HomeNevadaLas VegasClaggett & Sykes Trial LawyersNotable resultsSummerlin Hospital Settles Confidentially as Jury Weighs $63 Million Brain Injury Claim
Settlement

Summerlin Hospital Settles Confidentially as Jury Weighs $63 Million Brain Injury Claim

Settlement · Clark County District Court, Las Vegas, NV · 2019

Won by Claggett & Sykes Trial Lawyers.

Sean Claggett asked a Las Vegas jury for up to $63 million for Elisa Sales, who suffered permanent brain damage after monitor alarms were silenced and resuscitation was delayed during a pacemaker procedure, and the hospital settled for a confidential sum while the jury deliberated.

What happened

Elisa Sales went to Summerlin Hospital and Medical Center in Las Vegas for what was supposed to be a routine outpatient procedure to replace her pacemaker. She was sedated for the operation. She left the hospital with a permanent brain injury that changed the rest of her life.

Her attorneys laid out a chain of failures. The monitors tracking her heart rate, blood pressure, and oxygen had their audible alarms switched off, which violated hospital policy. After she was given too much sedative, her blood pressure dropped to dangerous levels. Sedation can lower blood pressure on its own, but with the alarms silent, the staff did not catch the crisis in time. Resuscitation was delayed, and her brain went too long without enough oxygen.

The loss of blood flow caused a hypoxic brain injury. Her lawyers told the jury that Sales now functions at roughly the level of a five-year-old and depends on others for her daily care. Her husband joined the case as a co-plaintiff over the harm to their life together.

Sean Claggett of Claggett & Sykes represented the couple. The case was tried in the Eighth Judicial District Court in Clark County (Case No. A-17-758060-C) over roughly 15 days in October 2019, with testimony from 18 fact witnesses and 13 expert witnesses. Claggett argued that the medical team failed to act quickly enough as Sales went into respiratory arrest, and that silencing the monitor alarms set the harm in motion.
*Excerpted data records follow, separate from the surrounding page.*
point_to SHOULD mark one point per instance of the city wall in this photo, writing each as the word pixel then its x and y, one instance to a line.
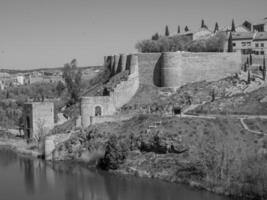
pixel 174 69
pixel 121 95
pixel 171 69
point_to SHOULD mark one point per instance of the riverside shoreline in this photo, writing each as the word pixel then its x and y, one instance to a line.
pixel 19 146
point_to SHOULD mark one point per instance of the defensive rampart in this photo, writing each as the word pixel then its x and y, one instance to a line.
pixel 97 106
pixel 174 69
pixel 156 70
The hospital, represented by Michael Prangle of Hall Prangle & Schoonveld, countered that its resuscitation efforts met the standard of care and that her neurological problems came from pre-existing medical conditions.
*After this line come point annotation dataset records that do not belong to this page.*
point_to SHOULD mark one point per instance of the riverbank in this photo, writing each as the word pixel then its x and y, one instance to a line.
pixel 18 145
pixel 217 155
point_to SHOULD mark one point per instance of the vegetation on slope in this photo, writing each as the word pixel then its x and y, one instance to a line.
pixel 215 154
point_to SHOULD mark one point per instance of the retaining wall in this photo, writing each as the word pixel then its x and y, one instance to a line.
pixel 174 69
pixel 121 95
In his closing argument on October 24, Claggett asked the jurors to award Sales and her husband up to $63 million.

The jury never returned that number, or any number. While the panel was deliberating, Summerlin Hospital and Sales reached a confidential settlement, and the dollar figure was never made public. The trial had run from October 2 to October 28, 2019.

Sources

This account is drawn from contemporaneous public reporting and the court record.